Transfer the weights from one model to another one with the same operations but coded in a different way

In [15]:
import torch
import torch.nn as nn

model_a = nn.Sequential(nn.Linear(1, 64), nn.ReLU(), nn.Linear(64,10), nn.ReLU())

def block(in_features, out_features):
    return nn.Sequential(nn.Linear(in_features, out_features),
                        nn.ReLU())

model_b = nn.Sequential(block(1,64), block(64,10))

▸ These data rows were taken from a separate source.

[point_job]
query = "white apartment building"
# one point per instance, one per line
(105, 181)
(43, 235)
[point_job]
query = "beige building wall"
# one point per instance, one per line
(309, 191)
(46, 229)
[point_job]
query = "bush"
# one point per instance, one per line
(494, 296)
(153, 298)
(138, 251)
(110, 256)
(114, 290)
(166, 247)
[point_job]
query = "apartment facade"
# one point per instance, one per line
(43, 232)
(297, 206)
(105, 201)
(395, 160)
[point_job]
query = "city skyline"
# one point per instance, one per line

They are the same model, just defined in two different ways. Now let's initialize the weight of `model_a` with all zeros

In [24]:
model_a

Sequential(
  (0): Linear(in_features=1, out_features=64, bias=True)
  (1): ReLU()
  (2): Linear(in_features=64, out_features=10, bias=True)
  (3): ReLU()
)

In [25]:
model_b

Sequential(
  (0): Sequential(
    (0): Linear(in_features=1, out_features=64, bias=True)
    (1): ReLU()
  )
  (1): Sequential(
    (0): Linear(in_features=64, out_features=10, bias=True)
    (1): ReLU()
  )
)

In [17]:
for m in model_a.modules():
    if isinstance(m, nn.Linear):
        nn.init.zeros_(m.weight)
        
model_a[0].weight.sum()

tensor(0., grad_fn=<SumBackward0>)

And the first layer of `model_b` has weight

In [20]:
model_b[0][0].weight.sum()

tensor(-3.1065, grad_fn=<SumBackward0>)

Now I want to transfer the weights of `model_a` to `model_b`. We can use `ModuleTransfer` with a dummy input.

In [22]:
from torchlego.utils import ModuleTransfer
x = torch.ones(1, 1)

trans = ModuleTransfer(src=model_a, dest=model_b)
trans(x)

Let's check if it worked

In [23]:
model_b[0][0].weight.sum()

tensor(0., grad_fn=<SumBackward0>)

yep